The best place to start is by reading a support article we have here.

  • Focus on the top 10 deviations in an anomaly warning, and the one flagged as "initial deviation" is always essential. Of course, if you really want to dig in you can scroll through all impacted parameters with some focus on the parameter type of interest. A good idea is also to sort the deviations on "deviations from normal behavior".
  • The classification of an anomaly is currently decided on how many percent of the total number of parameters in a correlation group that are having deviations (root cause + impact).

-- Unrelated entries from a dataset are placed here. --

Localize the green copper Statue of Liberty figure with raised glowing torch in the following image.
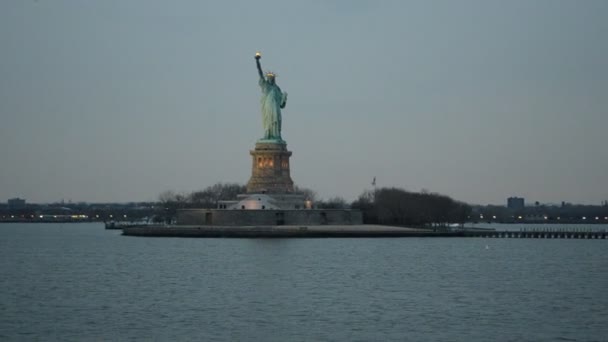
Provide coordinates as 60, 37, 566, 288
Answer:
255, 52, 287, 141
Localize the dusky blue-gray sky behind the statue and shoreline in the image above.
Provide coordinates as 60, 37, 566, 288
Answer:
0, 0, 608, 204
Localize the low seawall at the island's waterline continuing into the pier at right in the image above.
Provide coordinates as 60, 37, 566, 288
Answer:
122, 225, 608, 239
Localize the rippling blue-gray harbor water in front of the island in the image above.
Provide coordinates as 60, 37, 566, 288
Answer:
0, 224, 608, 341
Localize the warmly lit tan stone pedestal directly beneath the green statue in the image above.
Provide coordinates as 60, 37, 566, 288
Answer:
247, 140, 293, 194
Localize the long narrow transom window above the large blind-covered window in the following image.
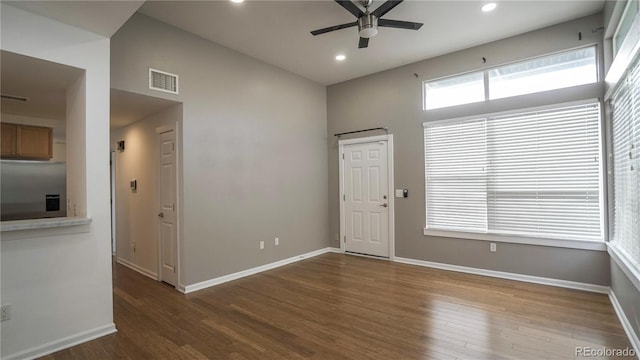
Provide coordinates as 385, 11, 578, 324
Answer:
424, 46, 598, 110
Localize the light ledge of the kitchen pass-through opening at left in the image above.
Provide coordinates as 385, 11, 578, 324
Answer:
0, 217, 91, 240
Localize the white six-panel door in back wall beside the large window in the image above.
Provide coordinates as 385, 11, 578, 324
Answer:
343, 140, 389, 257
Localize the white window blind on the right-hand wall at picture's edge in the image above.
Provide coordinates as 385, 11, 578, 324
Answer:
611, 52, 640, 269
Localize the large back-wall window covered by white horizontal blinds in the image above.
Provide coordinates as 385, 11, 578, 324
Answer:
424, 102, 603, 241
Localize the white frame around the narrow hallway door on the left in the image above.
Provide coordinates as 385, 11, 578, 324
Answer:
156, 122, 185, 292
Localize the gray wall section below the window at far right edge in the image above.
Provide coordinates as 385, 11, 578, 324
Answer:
611, 258, 640, 348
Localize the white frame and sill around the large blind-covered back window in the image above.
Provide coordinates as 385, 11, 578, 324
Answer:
422, 99, 608, 251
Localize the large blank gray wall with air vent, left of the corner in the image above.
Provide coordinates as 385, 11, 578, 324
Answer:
111, 14, 329, 285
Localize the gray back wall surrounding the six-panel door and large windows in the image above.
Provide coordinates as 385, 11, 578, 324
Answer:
327, 14, 609, 285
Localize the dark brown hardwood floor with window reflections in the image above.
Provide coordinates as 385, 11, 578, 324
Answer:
45, 254, 631, 360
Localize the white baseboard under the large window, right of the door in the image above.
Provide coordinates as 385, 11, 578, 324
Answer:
395, 257, 609, 294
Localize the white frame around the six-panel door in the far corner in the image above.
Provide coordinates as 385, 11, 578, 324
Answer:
338, 134, 396, 261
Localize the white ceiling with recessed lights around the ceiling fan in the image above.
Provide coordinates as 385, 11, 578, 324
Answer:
139, 0, 604, 85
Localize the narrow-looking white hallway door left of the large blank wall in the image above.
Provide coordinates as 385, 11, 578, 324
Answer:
158, 130, 178, 286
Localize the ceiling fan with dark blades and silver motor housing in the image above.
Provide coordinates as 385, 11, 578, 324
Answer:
311, 0, 423, 49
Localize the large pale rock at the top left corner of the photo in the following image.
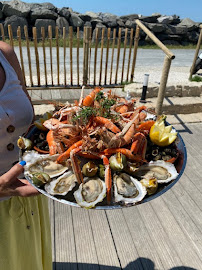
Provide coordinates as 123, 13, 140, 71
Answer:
2, 0, 30, 18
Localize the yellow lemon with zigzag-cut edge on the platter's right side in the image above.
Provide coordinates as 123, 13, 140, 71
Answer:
149, 116, 177, 146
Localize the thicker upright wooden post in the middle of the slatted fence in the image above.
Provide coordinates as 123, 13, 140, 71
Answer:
83, 27, 90, 85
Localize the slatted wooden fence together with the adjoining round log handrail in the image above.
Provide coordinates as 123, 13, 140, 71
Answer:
0, 20, 175, 114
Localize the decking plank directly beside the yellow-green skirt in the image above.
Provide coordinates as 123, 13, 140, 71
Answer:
55, 201, 77, 270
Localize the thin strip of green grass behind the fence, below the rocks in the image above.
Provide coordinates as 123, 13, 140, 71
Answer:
5, 37, 196, 50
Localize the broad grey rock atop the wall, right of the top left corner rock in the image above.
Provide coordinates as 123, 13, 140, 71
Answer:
30, 8, 58, 21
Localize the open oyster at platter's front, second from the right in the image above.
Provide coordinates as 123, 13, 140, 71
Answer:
114, 173, 147, 204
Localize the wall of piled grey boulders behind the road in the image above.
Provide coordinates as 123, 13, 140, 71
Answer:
0, 0, 200, 45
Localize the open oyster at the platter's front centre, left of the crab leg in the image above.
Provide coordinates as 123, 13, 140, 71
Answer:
74, 177, 106, 209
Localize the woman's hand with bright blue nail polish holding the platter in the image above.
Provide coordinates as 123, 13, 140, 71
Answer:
0, 163, 39, 197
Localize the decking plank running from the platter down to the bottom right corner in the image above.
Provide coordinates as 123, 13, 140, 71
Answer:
151, 192, 201, 269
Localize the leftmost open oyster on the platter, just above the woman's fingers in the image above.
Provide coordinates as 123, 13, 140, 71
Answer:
23, 151, 68, 178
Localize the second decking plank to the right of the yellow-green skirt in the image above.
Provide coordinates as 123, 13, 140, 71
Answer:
72, 207, 99, 270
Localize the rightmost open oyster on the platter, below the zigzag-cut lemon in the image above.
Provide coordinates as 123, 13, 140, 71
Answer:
135, 160, 178, 184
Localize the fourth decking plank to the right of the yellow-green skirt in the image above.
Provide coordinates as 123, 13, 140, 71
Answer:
106, 209, 142, 270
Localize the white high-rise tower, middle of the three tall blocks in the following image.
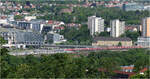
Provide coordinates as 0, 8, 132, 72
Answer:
110, 19, 125, 37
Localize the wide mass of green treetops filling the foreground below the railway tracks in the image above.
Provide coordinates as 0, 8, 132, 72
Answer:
0, 48, 149, 78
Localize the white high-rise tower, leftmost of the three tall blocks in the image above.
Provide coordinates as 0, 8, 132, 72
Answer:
88, 16, 104, 35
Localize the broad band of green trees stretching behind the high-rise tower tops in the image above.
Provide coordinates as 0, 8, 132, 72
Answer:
38, 6, 150, 26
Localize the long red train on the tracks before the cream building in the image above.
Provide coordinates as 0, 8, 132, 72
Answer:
64, 46, 142, 51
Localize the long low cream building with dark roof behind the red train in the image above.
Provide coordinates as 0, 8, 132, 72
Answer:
92, 37, 132, 46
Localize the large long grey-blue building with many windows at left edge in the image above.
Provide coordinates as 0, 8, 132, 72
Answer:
0, 29, 44, 46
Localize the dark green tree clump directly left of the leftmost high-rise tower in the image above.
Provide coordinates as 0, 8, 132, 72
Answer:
60, 25, 92, 45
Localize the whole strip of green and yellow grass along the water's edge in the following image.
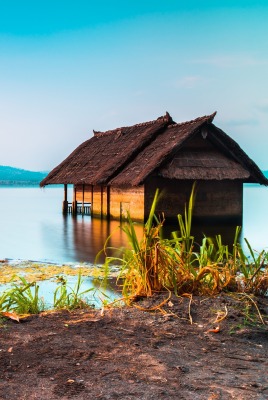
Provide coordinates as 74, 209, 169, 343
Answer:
0, 186, 268, 317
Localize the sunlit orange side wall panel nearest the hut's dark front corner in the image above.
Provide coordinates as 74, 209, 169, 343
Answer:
110, 186, 144, 221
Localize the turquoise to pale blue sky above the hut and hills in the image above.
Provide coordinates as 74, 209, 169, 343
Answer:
0, 0, 268, 171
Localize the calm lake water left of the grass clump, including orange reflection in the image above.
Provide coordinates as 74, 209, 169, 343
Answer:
0, 187, 144, 263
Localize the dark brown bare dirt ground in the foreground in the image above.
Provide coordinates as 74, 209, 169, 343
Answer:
0, 295, 268, 400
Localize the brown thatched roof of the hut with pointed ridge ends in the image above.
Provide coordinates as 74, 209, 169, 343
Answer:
40, 113, 268, 186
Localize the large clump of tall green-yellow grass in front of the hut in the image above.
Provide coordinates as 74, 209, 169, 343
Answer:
102, 185, 268, 302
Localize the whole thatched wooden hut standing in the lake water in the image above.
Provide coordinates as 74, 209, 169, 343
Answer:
40, 113, 268, 224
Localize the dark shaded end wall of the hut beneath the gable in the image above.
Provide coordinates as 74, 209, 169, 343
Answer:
145, 177, 243, 224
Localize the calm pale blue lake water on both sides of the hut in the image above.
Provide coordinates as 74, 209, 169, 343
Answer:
0, 185, 268, 263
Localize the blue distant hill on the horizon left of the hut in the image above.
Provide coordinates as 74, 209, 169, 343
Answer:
0, 165, 48, 185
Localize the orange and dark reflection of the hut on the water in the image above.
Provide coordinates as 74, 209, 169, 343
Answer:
63, 215, 241, 263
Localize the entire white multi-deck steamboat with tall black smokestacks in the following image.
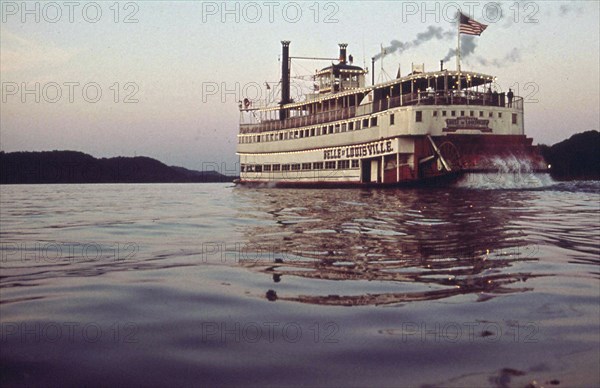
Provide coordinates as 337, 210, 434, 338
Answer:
237, 41, 545, 187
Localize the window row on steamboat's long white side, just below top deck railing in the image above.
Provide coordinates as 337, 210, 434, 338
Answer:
239, 115, 378, 144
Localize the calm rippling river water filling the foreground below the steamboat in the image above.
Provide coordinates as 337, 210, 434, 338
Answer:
0, 179, 600, 387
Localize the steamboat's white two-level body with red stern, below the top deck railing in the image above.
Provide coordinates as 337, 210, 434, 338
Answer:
238, 106, 543, 186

This can mean that a "high" anomaly alert not necessarily says something about immediate danger on your systems in the correlation group, as in some cases you can have a high number of parameters with deviations without this posing any threat to your systems.
  • For Azure resource groups, the classification can be higher than for other agents connected if you only have 1-2 resources in a resource group. Azure resource groups are meant as a logical grouping of resources that depend on each other, for instance a webapp relying on an eventhub, some storage and a SQL database. Make sure you structure your resources in proper resource groups and don't just keep every resource in a different resource groups.
  • Having a system connected to AIMS with only a few parameters will more often trigger "high" and "critical" anomaly alerts.
  • A correlation group can consist of any given number of systems connected. You can have AIMS correlate parameters just internaly within a system, or put systems in so called "correlation groups" so AIMS can correlate a deviation across systems. For instance, an IIS relying on a database will be a natural correlation group as we would like to spot what kind of impacts an increase in requests to the IIS would have on the database.
  •  We recommend that you do not try to chart more than 5-10 parameters at a time from an anomaly warning as it will be hard to read the charts.
  • Keep in mind that if you dont resolve or ignore an anomaly warning, it will be auto-ignored after 6 days
  • Ignoring or resolving an anomaly warning has a direct impact on how AIMS will handle similar future anomalies:
    • Resolve - means that the anomaly was verified to have a negative impact, worsen performance, lead to downtime etc. AIMS will continue to alert on similar situations.
    • Ignore - means that it was a false positive. There were deviations but the deviations were ok or normal, and you do not want AIMS to continue to alert about similar situations. AIMS will then incorporate the deviation(s) in the normal behavior of the parameter(s).
  • An anomaly warning can grow to include more deviations. In this case, follow-up alerts can occur (make sure that you check the ID of the alert -> is it new or a follow-up).